Diferente do que ocorreu na Argentina, o Brasil fez a opção (ou negociou) uma abertura gradual do régime militar para a democracia através de uma ANISTIA (Perdão geral, esquecimento. Ato do poder público que declara impuníveis determinados delitos, em geral por motivos políticos e, ao mesmo tempo, suspende diligências persecutórias e anula condenações).
Essa opção que, talvez, tenha nos trazido uma certa “tranquilidade” privou a maior parte da sociedade civil brasileira de encontrar-se com o seu próprio passado.
Achamo-nos, como sociedade, no direito de esquecer e de perdoar fatos e crimes contra a ordem política e contra a humanidade dos quais não sofremos direta ou indiretamente. Perdoamos as mortes, os desaparecimentos e as torturas que não nos atingiu ou a alguém da nossa família ou algum amigo ou a uma pessoa próxima.

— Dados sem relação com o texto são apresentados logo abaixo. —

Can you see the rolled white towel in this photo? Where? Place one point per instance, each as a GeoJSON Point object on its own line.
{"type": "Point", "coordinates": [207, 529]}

Fizemos o certo em nome da “paz social”?
Em nome de trazermos os exilados a partir 1979 para que começasse a participar do processo eleitoral e político nos anos seguintes negamos à sociedade o direito de conhecer uma grande parte da nossa história recente.
Sobre os crimes da ditadura contra a sociedade civil e contra a humanidade, apenas o livro Brasil Nunca Mais, que bem poucos brasileiros tiveram acesso, bem diferente do ocorrido na Argentina em que os julgamentos, transmitidos via rádio, dava aquela sociedade, o conhecimento do ocorrido nas palavras de quem sofrera os abusos, os crimes hediondos da tortura.
Quando da transferência de poder – ou da devolução do poder –, falava-se muito que não poderia haver “revanchismos”, eu mesmo, durante muitos anos, defendi essa tese, que deveríamos esquecer, colocar uma pedra sobre o assunto e seguir em frente.
Mas, fizemos o certo ao negar ao povo um encontro com o seu passado recente em nome da “paz social”?
Hoje, quase quarenta anos depois, tenho dúvidas e questionamentos sobre isso.
Vejo milhares de brasileiros (talvez milhões) acampados em frente aos quartéis das Forças Armadas, há quase cinquenta dias, passando privações, clamando por “intervenção militar”, eufemismo para o que realmente defendem: um retorno a uma ditadura militar no Brasil.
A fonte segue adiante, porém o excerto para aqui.